American Airlines and United operate on similar models, with discounts for passengers who pre-pay 24 hours before their flights. For American, the new checked-bag fee is $40 for the first piece of luggage — or $35 if prepaid — and $45 for a second piece. United is also charging $40 for the first piece — but $35 if prepaid — and $50 for a second piece, which can be discounted to $45 if prepaid online.

Fees will often vary for many international trips, most airlines note. Overweight bags are also subject to additional charges too, though American will be lowering its fees for some overweight or oversize bags as of April.

travelers at United Airlines bag drop
Travelers are seen at a United Airlines check-in counter at Orlando International Airport in Orlando in Sept. 2023. (Paul Hennessy/SOPA Images/LightRocket via Getty Images)

Why are prices rising now?

In statements provided to Nexstar, three of the four airlines that raised bag fees in 2024 (Alaska, American and JetBlue) blamed current operating costs for the increased fees.

“As we navigate rising operating costs — including high fuel prices — we occasionally need to adjust our fee structure to maintain a high level of excellence in the service we provide,” a representative for Alaska Airlines wrote, while an American Airlines spokesperson added that the carrier’s new fee structure came about during a routine evaluation of “ancillary offerings.”

JetBlue further claimed that its business has been “unprofitable since COVID.”

Bag fees, meanwhile, drive plenty of revenue for airlines, according to 2022 data from the U.S. Department of Transportation.

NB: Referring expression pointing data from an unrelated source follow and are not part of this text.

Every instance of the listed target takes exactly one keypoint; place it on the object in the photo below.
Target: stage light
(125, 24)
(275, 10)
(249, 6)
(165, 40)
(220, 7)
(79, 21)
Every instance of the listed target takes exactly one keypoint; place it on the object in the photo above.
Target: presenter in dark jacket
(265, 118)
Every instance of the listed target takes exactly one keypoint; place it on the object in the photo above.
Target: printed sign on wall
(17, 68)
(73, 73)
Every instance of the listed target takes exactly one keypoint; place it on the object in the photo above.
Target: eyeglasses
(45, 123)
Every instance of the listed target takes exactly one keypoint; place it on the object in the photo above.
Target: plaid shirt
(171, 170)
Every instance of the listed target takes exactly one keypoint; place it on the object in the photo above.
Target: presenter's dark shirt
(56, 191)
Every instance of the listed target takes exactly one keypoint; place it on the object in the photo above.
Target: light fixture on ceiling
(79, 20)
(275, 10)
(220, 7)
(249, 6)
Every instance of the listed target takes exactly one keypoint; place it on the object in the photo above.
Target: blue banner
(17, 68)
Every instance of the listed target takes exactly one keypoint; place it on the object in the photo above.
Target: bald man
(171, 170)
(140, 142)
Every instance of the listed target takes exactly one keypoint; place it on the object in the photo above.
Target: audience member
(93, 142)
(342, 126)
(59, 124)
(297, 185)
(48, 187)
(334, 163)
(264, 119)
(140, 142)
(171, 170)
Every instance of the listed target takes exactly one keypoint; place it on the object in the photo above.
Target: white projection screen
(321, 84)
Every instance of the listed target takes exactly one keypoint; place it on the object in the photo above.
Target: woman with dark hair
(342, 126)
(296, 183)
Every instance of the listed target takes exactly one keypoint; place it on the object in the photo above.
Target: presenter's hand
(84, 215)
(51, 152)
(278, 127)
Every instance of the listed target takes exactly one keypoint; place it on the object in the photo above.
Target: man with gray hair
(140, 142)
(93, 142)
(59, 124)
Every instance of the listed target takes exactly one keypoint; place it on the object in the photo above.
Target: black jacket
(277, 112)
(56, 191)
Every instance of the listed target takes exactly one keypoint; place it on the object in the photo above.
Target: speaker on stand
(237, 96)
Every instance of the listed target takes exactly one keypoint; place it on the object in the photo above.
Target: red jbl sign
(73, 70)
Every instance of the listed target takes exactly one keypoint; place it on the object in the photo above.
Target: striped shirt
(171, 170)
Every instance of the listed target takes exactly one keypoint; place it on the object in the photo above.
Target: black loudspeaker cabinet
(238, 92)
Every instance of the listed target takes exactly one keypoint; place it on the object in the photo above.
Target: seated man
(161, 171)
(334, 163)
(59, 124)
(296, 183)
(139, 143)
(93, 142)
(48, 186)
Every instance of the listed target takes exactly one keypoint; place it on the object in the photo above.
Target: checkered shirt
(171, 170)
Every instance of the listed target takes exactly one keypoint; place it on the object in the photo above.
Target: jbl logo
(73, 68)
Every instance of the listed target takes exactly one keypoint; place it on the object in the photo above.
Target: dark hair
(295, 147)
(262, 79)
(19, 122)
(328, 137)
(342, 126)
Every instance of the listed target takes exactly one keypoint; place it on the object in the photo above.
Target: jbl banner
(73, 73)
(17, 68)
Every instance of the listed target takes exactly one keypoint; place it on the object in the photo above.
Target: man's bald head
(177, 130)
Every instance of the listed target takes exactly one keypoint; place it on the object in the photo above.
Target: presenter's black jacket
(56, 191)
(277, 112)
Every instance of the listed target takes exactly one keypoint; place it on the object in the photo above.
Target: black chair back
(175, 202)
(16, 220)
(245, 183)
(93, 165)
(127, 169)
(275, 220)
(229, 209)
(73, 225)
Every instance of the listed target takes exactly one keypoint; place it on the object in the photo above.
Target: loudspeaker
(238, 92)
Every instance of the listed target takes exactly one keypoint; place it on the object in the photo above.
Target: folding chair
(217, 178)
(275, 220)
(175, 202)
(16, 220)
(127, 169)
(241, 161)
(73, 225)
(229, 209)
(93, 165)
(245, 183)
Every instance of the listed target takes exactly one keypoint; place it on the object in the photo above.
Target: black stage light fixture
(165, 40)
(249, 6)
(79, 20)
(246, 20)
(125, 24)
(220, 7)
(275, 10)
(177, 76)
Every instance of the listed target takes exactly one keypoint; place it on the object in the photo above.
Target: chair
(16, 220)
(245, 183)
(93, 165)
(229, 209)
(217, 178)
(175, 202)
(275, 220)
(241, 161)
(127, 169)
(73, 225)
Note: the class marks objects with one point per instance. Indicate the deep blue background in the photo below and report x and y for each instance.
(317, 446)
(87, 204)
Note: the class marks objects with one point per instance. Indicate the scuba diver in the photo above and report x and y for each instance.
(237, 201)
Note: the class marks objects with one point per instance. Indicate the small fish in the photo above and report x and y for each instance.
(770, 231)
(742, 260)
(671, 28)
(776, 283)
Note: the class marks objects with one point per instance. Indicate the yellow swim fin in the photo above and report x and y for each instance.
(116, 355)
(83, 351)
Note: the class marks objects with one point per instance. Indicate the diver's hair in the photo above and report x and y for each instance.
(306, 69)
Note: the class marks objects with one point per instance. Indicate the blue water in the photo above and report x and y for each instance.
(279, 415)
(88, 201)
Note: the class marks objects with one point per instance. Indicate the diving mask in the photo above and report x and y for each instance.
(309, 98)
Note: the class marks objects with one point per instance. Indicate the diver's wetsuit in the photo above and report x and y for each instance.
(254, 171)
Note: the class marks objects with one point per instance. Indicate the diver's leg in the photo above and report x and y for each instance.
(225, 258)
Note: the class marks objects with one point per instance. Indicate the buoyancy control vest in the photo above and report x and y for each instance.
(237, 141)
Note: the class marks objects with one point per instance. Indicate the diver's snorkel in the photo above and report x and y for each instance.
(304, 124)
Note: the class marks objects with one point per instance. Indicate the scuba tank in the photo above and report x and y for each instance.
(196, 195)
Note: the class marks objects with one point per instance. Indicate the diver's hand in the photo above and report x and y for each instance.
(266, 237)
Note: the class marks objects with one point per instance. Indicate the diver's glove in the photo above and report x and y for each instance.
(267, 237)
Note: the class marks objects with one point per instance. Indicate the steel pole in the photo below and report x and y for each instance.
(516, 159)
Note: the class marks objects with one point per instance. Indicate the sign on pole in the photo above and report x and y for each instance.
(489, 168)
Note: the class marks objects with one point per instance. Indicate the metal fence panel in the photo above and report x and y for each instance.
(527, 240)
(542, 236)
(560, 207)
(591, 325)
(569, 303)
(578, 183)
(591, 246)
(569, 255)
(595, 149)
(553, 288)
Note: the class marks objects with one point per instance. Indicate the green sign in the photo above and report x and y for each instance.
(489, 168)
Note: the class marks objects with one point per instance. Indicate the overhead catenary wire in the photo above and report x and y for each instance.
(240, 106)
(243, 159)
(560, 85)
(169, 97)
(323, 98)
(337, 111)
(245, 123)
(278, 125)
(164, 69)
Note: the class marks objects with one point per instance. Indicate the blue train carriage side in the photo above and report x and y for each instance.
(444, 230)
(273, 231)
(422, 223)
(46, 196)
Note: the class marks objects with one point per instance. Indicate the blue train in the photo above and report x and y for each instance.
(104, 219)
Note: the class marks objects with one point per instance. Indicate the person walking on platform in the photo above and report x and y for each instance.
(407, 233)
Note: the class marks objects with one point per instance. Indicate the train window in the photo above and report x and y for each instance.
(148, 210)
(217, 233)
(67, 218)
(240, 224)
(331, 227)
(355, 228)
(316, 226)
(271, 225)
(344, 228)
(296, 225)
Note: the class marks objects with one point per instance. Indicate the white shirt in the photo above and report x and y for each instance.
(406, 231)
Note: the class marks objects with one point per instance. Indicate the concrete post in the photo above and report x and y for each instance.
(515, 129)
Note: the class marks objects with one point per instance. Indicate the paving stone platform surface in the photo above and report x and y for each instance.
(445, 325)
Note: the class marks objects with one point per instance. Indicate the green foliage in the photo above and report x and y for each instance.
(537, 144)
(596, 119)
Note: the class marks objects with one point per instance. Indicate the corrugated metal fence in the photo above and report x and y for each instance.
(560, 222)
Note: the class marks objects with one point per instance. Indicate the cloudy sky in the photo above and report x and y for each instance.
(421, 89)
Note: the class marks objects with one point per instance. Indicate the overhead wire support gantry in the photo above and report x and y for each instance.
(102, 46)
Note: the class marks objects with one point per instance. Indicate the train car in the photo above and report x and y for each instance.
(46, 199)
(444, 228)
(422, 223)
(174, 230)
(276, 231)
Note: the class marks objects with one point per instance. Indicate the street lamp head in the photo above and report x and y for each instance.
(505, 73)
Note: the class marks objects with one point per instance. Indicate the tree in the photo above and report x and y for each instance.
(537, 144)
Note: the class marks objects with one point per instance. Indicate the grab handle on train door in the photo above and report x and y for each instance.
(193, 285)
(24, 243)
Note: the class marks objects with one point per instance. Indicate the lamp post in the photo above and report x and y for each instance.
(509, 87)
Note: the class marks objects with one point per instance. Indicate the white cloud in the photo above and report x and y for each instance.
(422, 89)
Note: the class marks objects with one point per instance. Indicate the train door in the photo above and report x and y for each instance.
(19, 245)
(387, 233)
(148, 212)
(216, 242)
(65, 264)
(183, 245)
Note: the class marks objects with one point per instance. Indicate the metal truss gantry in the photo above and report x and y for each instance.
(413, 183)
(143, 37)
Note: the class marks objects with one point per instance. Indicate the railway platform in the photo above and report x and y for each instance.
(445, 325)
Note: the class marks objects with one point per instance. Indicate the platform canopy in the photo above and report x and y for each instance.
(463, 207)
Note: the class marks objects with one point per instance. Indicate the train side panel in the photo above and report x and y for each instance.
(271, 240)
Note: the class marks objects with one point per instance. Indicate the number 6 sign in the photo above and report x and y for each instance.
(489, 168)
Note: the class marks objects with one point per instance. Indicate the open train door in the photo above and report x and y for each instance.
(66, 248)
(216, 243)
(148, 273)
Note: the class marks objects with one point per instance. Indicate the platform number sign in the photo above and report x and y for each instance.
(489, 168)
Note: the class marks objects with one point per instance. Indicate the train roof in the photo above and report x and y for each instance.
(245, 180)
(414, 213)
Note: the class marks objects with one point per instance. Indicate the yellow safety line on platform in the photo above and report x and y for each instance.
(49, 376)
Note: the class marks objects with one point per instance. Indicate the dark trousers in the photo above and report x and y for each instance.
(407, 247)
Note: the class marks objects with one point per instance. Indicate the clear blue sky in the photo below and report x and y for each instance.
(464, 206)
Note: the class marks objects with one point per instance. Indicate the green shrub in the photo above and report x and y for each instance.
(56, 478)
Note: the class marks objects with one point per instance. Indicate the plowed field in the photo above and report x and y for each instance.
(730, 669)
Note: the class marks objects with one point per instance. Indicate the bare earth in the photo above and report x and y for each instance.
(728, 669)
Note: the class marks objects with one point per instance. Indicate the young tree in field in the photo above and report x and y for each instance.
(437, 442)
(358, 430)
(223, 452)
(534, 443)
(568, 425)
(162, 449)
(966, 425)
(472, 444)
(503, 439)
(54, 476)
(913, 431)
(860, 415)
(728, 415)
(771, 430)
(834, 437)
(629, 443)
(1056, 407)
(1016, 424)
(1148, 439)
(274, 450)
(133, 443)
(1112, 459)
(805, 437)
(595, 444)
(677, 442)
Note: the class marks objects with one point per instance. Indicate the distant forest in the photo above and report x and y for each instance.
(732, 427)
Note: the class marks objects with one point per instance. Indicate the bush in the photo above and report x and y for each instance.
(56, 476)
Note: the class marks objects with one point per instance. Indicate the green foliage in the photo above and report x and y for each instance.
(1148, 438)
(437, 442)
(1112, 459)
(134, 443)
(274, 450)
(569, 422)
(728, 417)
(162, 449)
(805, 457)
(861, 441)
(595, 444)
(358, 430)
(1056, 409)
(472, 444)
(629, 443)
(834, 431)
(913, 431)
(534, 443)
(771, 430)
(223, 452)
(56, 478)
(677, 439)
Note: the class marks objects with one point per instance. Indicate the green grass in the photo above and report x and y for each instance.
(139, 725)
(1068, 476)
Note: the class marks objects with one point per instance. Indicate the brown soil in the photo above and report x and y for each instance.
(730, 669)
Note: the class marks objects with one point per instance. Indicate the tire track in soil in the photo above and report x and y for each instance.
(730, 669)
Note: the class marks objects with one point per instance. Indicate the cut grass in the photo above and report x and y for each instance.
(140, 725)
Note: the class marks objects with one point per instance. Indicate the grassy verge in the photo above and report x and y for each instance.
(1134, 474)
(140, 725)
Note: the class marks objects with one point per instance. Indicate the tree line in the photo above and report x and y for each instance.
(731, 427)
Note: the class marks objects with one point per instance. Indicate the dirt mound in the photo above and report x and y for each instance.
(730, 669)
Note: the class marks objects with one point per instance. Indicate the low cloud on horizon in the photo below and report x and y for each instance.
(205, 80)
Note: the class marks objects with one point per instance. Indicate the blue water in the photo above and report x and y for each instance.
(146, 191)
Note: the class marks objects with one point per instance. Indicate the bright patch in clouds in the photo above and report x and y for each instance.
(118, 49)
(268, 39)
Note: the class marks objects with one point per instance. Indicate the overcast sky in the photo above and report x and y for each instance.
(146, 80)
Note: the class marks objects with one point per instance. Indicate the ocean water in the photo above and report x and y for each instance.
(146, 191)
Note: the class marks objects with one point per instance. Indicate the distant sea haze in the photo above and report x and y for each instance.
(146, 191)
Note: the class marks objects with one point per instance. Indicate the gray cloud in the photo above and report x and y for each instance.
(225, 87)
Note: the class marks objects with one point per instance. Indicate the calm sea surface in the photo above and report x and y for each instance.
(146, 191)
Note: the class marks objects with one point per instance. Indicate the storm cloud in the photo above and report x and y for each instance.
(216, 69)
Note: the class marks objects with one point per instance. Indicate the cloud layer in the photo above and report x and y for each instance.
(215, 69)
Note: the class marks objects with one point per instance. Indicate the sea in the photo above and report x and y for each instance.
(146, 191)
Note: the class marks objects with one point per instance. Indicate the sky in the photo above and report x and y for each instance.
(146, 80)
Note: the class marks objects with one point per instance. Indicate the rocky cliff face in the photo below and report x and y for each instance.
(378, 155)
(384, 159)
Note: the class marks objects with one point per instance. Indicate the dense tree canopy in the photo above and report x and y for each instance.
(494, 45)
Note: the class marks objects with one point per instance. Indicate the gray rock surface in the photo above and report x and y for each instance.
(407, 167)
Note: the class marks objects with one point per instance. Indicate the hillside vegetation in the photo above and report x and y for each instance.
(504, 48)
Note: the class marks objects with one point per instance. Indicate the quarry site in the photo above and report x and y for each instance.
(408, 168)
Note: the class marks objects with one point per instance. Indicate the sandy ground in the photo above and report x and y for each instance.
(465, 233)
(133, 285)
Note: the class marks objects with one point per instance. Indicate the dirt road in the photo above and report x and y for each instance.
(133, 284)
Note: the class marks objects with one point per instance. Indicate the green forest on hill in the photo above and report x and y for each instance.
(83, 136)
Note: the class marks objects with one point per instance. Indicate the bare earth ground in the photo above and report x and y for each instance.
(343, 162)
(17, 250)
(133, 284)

That year — the last whole year for which data is available — U.S. airlines earned nearly $6.8 billion combined just from baggage fees. The available data from the first nine months of 2023 shows the industry on track to beat that figure, according to Reuters.

Can you avoid the fees?

Aside from pre-paying for your checked baggage early, most airlines offer several opportunities for travelers to check their bags (or some of them) completely free of additional charges. Members of the military are often allowed a certain number of free checked bags, as are select higher-status members of the carriers’ frequent flyer programs. Checked bags might also be free when purchased with certain credit cards (like those offered on the airlines’ websites).

Don’t meet any of the above criteria? There’s always the option to fly with Southwest, the one major U.S. airline that doesn’t charge fees for a passenger’s first or second checked bags.

Everyone else, though, might have to get creative to evade the latest additional bag fees.

“I have tested out stuffing my clothes into a neck pillow, into a slightly too big bra, and in a duty-free bag,” one traveler previously told Nexstar of her attempts to skirt fees by essentially wearing her luggage on her person. “All have worked, but I think the main takeaway at this point is that staff at the gate are busy. And as long as you’re not pushing the limits too far, they just want to get you on the plane quickly!”